Internet management in line with world norms By Li Hong (China Daily) Updated: 2006-03-01 05:43
SANYA: The meteoric growth of China's Internet has great potential for
development and will promote a freer flow of information, major website
executives and experts attending a seminar in South China's Hainan Province said
Monday.
China, the world's second largest Internet market after the United States,
has 111 million Internet users. The number of netizens is expected to jump by at
least 15 per cent annually before 2010.
"This means big business and enormous opportunities," said Wang Yan, chief
executive officer of sina.com, a top Chinese portal listed on the New York
Nasdaq stock exchange.
People hooked to the Internet now account for a mere 8.4 per cent of China's
total population. Web-based business is still on the rise, according to the more
than 70 executives and Internet researchers who attended the annual meeting of
the Internet Information Service Commission of the Internet Society of China.

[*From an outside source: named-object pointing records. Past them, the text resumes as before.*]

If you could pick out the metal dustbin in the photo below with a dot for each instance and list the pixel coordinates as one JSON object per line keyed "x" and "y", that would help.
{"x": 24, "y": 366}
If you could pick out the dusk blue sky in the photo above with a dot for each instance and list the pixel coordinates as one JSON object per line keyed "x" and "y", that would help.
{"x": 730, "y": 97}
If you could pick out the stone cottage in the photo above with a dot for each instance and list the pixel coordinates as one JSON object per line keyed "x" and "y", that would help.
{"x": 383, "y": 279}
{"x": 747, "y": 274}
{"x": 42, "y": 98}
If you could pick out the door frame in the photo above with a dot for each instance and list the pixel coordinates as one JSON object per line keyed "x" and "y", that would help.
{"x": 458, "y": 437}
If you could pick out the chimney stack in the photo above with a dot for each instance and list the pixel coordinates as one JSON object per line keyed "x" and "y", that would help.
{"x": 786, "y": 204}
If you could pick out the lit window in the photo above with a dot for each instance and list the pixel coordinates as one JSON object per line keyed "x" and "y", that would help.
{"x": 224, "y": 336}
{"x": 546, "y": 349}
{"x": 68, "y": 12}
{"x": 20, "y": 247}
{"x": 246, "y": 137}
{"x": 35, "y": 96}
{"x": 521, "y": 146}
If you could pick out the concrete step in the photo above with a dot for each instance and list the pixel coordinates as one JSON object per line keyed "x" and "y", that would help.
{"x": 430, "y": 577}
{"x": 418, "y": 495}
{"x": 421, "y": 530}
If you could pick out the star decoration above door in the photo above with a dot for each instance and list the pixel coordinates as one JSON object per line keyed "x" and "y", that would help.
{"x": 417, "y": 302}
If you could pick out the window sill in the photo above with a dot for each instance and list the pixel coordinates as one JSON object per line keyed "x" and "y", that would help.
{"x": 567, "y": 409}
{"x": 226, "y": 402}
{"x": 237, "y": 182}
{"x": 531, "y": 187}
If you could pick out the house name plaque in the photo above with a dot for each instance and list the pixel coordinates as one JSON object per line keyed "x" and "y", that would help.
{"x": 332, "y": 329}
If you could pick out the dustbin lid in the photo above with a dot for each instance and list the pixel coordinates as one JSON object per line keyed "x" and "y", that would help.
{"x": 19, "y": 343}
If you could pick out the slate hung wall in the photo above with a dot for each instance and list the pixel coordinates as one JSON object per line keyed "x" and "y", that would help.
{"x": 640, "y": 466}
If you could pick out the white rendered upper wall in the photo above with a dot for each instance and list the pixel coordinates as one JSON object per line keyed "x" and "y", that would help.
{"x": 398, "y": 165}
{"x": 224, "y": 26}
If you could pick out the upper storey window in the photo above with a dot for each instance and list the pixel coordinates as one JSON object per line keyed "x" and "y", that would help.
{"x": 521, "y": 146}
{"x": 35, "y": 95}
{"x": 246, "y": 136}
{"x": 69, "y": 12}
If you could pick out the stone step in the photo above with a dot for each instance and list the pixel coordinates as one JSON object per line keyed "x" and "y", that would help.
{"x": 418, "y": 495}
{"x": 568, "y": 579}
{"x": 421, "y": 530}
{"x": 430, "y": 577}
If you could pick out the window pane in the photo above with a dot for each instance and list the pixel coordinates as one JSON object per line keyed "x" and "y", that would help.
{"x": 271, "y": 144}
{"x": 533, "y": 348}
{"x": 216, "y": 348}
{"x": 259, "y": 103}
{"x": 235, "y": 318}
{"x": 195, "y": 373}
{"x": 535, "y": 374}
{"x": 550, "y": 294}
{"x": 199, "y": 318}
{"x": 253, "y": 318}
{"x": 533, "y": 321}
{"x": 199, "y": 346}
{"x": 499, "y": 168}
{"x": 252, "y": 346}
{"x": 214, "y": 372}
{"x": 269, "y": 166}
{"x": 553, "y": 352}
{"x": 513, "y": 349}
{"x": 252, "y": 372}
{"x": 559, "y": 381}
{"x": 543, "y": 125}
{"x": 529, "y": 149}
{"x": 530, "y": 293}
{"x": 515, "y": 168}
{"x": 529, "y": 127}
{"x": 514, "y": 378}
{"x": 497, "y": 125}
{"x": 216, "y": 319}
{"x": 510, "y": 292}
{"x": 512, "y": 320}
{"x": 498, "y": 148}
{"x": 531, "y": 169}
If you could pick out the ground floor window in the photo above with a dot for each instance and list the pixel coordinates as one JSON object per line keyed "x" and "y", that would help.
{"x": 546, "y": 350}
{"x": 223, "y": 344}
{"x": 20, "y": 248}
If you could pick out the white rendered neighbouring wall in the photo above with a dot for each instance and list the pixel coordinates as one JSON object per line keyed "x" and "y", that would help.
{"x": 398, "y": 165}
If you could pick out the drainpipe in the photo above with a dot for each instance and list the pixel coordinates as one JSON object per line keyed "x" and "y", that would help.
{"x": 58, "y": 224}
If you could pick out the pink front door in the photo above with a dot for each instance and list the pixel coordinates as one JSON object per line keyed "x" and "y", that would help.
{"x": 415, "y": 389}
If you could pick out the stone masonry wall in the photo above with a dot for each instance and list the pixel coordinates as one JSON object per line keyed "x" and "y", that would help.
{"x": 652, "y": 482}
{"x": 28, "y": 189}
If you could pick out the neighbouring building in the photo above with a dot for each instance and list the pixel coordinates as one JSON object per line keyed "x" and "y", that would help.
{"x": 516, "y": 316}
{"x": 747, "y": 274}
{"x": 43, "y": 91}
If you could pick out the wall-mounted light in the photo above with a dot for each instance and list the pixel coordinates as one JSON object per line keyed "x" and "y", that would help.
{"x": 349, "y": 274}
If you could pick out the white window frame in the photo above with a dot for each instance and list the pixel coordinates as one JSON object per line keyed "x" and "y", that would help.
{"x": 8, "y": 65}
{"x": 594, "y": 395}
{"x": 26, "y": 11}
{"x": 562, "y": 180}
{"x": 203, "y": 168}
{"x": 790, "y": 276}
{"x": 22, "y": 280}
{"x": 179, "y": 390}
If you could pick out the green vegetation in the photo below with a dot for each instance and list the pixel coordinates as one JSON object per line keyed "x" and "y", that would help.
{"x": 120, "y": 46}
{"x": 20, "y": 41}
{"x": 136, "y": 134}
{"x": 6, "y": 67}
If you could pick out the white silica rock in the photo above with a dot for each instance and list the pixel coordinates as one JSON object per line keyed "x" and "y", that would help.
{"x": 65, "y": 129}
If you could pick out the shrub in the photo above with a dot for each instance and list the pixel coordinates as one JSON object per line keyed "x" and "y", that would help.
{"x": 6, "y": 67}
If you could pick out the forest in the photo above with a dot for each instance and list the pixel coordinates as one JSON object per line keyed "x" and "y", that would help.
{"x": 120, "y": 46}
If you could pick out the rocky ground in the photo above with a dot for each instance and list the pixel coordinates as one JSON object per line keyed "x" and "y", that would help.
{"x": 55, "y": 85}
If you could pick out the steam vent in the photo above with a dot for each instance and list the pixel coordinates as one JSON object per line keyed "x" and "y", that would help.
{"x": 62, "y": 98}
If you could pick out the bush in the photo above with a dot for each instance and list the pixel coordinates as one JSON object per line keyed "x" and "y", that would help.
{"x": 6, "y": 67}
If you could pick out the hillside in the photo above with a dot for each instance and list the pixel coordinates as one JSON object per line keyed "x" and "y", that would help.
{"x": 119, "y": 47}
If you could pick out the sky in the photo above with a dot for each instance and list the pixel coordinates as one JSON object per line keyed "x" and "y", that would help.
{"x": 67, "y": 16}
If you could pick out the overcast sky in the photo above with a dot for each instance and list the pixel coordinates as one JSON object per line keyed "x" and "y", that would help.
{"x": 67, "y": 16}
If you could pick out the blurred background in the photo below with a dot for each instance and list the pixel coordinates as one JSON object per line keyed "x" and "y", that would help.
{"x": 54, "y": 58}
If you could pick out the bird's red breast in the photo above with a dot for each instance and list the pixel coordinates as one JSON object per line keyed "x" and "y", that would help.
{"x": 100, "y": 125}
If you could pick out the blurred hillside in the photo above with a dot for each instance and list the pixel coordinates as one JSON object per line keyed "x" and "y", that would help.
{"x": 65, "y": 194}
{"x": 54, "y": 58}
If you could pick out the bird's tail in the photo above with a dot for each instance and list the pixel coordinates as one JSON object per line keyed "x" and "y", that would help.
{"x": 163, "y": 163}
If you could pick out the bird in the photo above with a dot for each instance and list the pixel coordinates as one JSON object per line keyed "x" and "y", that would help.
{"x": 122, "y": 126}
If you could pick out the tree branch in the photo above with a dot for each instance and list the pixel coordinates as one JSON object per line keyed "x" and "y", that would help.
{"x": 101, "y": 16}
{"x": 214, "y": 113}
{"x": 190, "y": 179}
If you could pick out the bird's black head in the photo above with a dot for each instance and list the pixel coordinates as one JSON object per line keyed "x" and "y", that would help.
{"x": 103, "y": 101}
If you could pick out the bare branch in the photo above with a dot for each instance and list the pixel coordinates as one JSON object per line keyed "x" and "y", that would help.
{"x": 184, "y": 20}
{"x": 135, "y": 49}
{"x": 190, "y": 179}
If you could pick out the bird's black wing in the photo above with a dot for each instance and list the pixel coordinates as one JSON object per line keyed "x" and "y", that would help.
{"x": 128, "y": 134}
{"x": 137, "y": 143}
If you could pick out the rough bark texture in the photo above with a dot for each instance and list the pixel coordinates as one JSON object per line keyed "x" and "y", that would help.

"Among the countries whose per-capita yearly GDP is less than US$2,000, China
has witnessed the fastest growth of Internet sector, and the boom reflects
China's effective yet market-friendly regulation," Wang said. Up to 20 Chinese
firms have been listed abroad, mainly in the United States, with a gross market
value exceeding US$10 billion.
Wang said that this success partly testifies to the authorities' guiding and
overseeing the sector, and he believes there may exist a misunderstanding among
some foreigner critics of China's Internet system.
Web executives and sector experts at the seminar said that keeping out
"illegal and harmful" information from the Internet is a common practice
worldwide.
"China's overseeing Internet content is in tandem with world norms. Many big
websites in the world have explicit written rules on deleting or editing
netizens' messages that they deem abusive, defamatory, offensive, obscene, or in
violation of a specific law," said Professor Ming Dahong, of the Journalism
Research Institute of the Chinese Academy of Social Sciences.
Participants of the seminar echoed Professor Ming's views.
He Hongzhen, corporate affairs manager of the Nasdaq-listed Chinese top
search engine baidu.com, said that it is responsibility for all Chinese Internet
companies to strive for a healthy, orderly, and well-regulated Internet
environment. He deemed that China's Internet management mode of "government
regulation hand in hand with sector self-discipline" is effective and beneficial
to the long-term net growth in China.
It remains an arduous task for the Internet sites to keep a sober mind in
constantly ferreting out "illegal and harmful" information, typically obscene
and pornographic content that poisons the young and vulnerable, particularly
children.
According to a recent survey, young people under the age of 18 consist of 60
per cent of China's netizens.
Since its launch in June 2004, the China Internet Illegal Information
Reporting Centre has received more than 240,000 tips from the public complaining
of illicit or irregular Internet-related content and acts. Of the total reports,
68.2 per cent are porn-related, and 8.2 per cent concerns Web gambling and
fraudulence.
Experts said the reporting centre is identical to the functioning of the
Internet Watch Foundation of the United Kingdom. China will soon join a
17-member world Internet overseeing federation, headquartered in Ireland, a
source revealed.
"As a matter of fact, the unprecedented rapid growth of Internet has
activated the democratic process of China's society, and made the country better
informed and connected with the world community," said Huang Chengqing,
secretary-general of the Internet Society of China.